Nvidia is backing a D.C.-based startup called Emerald AI that “enables AI data centers to flexibly adjust their power consumption from the electricity grid on demand.” Its goal is to make the grid more reliable while still meeting the growing energy demands of AI computing. The startup emerged from stealth this week with a $24.5 million seed round led by Radical Ventures and including funding from Nvidia. Emerald AI’s platform “acts as a smart mediator between the grid and a data center,” Nvidia explains. A field test of the software during a grid stress event in Phoenix, Arizona, demonstrated a 25% reduction in the energy consumption of AI workloads over three hours. “Renewable energy, which is intermittent and variable, is easier to add to a grid if that grid has lots of shock absorbers that can shift with changes in power supply,” said Ayse Coskun, Emerald AI’s chief scientist and a professor at Boston University. “Data centers can become some of those shock absorbers.”
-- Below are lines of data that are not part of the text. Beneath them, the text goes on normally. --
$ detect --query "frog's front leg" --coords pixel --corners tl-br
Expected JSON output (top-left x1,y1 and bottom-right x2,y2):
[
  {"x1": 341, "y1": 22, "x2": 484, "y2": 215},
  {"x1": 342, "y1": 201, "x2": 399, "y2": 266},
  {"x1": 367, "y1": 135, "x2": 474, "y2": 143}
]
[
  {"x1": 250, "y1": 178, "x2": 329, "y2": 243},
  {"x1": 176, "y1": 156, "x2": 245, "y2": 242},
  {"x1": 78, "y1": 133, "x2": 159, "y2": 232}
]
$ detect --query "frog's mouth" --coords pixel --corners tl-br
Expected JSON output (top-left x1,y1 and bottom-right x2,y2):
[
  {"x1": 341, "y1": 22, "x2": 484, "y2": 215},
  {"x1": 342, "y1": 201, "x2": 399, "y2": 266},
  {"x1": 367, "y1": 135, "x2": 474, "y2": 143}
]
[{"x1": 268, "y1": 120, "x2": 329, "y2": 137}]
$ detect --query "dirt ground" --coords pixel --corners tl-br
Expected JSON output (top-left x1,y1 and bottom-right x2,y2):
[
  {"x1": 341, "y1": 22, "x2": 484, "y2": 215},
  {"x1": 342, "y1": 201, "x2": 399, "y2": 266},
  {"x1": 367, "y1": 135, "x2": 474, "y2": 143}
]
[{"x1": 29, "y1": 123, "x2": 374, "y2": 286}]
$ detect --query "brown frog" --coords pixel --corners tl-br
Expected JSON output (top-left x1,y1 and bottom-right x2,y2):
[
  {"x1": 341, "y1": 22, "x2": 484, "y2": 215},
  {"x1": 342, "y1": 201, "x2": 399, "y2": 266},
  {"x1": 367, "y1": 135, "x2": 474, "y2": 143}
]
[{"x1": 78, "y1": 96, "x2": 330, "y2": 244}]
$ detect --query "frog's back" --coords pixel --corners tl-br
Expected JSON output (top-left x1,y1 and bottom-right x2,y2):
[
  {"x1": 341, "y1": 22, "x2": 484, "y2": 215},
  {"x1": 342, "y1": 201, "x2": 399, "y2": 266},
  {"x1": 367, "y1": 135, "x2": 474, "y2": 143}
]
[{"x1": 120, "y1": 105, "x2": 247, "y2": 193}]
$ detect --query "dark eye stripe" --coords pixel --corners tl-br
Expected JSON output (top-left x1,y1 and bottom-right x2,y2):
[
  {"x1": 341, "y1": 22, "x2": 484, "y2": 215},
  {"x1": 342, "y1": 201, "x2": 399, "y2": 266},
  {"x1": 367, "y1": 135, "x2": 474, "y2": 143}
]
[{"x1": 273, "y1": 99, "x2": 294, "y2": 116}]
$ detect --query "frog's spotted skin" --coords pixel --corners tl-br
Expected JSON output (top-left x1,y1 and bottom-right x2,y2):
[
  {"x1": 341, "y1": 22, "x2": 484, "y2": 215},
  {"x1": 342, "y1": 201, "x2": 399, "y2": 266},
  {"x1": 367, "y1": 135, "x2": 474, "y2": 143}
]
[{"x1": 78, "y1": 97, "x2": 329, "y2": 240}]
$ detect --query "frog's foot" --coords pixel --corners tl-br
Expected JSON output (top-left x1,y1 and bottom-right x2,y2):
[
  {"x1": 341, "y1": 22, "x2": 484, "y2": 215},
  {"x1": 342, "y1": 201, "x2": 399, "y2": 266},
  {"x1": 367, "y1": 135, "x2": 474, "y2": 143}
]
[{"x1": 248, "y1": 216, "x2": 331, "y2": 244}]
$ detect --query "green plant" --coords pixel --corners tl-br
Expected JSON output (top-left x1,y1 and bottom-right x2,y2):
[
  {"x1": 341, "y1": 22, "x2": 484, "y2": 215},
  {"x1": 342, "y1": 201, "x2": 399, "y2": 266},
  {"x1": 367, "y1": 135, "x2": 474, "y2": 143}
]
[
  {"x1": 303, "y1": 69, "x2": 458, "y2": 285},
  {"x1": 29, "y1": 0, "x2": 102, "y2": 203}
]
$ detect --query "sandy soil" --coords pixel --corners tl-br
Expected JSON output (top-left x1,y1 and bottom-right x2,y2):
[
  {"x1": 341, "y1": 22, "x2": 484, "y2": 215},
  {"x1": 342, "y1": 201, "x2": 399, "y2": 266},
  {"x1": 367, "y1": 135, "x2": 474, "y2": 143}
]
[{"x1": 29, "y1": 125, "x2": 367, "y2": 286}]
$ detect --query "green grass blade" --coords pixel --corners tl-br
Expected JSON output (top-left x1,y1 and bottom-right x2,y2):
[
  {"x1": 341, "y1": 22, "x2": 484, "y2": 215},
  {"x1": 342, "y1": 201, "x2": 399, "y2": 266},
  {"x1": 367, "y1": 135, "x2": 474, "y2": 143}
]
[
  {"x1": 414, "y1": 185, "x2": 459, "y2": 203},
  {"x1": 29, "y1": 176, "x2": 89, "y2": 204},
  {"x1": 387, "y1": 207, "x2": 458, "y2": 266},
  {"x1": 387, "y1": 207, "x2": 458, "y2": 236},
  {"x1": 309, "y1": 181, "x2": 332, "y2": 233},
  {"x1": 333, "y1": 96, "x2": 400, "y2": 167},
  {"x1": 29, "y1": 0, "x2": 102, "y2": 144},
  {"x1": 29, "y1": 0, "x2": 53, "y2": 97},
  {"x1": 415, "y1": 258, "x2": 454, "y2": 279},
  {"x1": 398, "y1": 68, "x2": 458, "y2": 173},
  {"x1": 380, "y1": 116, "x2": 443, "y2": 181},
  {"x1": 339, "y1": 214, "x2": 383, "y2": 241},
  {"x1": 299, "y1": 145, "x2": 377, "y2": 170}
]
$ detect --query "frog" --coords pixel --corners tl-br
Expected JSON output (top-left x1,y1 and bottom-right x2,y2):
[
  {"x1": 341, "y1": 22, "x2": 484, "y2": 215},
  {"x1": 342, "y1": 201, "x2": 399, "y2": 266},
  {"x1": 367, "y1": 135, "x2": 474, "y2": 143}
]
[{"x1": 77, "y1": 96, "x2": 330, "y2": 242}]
In case you missed it: California Governor Gavin Newsom on Monday rolled back the state’s landmark Environmental Quality Act. The law, which had been in place since 1970, required environmental reviews for construction projects and had become a target for those looking to alleviate the state’s housing crisis. The change “means most urban developers will no longer have to study, predict, and mitigate the ways that new housing might affect local traffic, air pollution, flora and fauna, noise levels, groundwater quality, and objects of historic or archeological significance,” explainedCal Matters. On the other hand, it could also mean that much-needed housing projects get approved more quickly.
Tesla is expected to report its Q2 deliveries today, and analysts are projecting a year-over-year drop somewhere from 11% to 13%.